Überhaupt hat der Vertreter des ganz freien Unternehmertums keine Schwierigkeiten mit Methoden, die jeden Diktator vor Neid erblassen lassen. Die Wahl zum DIHK-Präsidenten erfolgte nicht mit einer Mehrheit von 99,8 Prozent, sondern von 100 Prozent. Alternativen, Diskussionen: Kennt man nicht, werden unterdrückt. So vertritt Schweitzer ganz freiheitlich 3,6 Millionen gewerbliche Unternehmen, die per Gesetz IHK-Zwangsmitglieder sind. Die »Freiheit« nach der Art von Schweitzer und seinen Freunden paßt ausgezeichnet zum staatlichen Zwang, auch entgegen dem routinemäßigen Gelaber, der Staat müsse sich aus der Wirtschaft heraushalten.

Die Alba Group plc & Co. KG ist entgegen dem, was ihr Eigentümer erzählt, kein deutsches Unternehmen. Mithilfe des Briefkastenverwalters Hackwood Secretaries verlegte Schweitzer 2011 den rechtlichen Sitz nach United Kingdom, London, 1 Silk Street. Hackwood Secretaries ist eine Tochterfirma der Wirtschaftskanzlei Linklaters. So konnte Schweitzer mit der Verlagerung die Gründung eines Aufsichtsrates verhindern, in dem auch Beschäftigte vertreten wären, so Rechtsanwalt Stefan Kühn in »Plusminus«.

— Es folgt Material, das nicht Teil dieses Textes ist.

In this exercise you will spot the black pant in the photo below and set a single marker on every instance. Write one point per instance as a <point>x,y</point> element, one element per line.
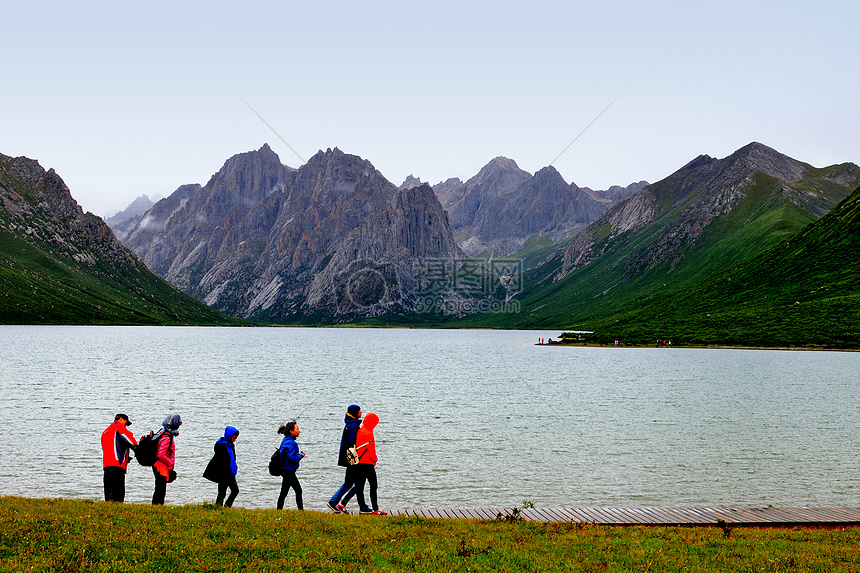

Hackwood verwaltet auch zwei Firmen namens Alpsee Limited und Eibsee Limited. In diesen fiktiven Londoner Seen sind die 50000 Aktien der Alba Group versenkt: 25000 Aktien von Dr. Eric Schweitzer im Eibsee und die 25000 Aktien von Dr. Axel Schweitzer im Alpsee. Sie sind »dormant companies«, also Kapital-Schläfer. Als Postadresse ist jeweils angegeben: c/o Alba Group plc & CO. KG, Knesebeckstraße 56–58, Berlin, Germany.

In der Londoner Registereintragung von ALBA Group Europe, zuletzt aktualisiert am 13.12.2012, sind die Verantwortlichen eingetragen. Bei Markus Guthoff ist als Tätigkeit »Banker« vermerkt, bei Joachim Wagner »Director«. Bei Eric Schweitzer heißt es in der Rubrik Tätigkeit: NONE, keine. So wurde ein Londoner Kapitalschläfer zum Präsidenten des DIHK gewählt. Glückwunsch, Deutschland!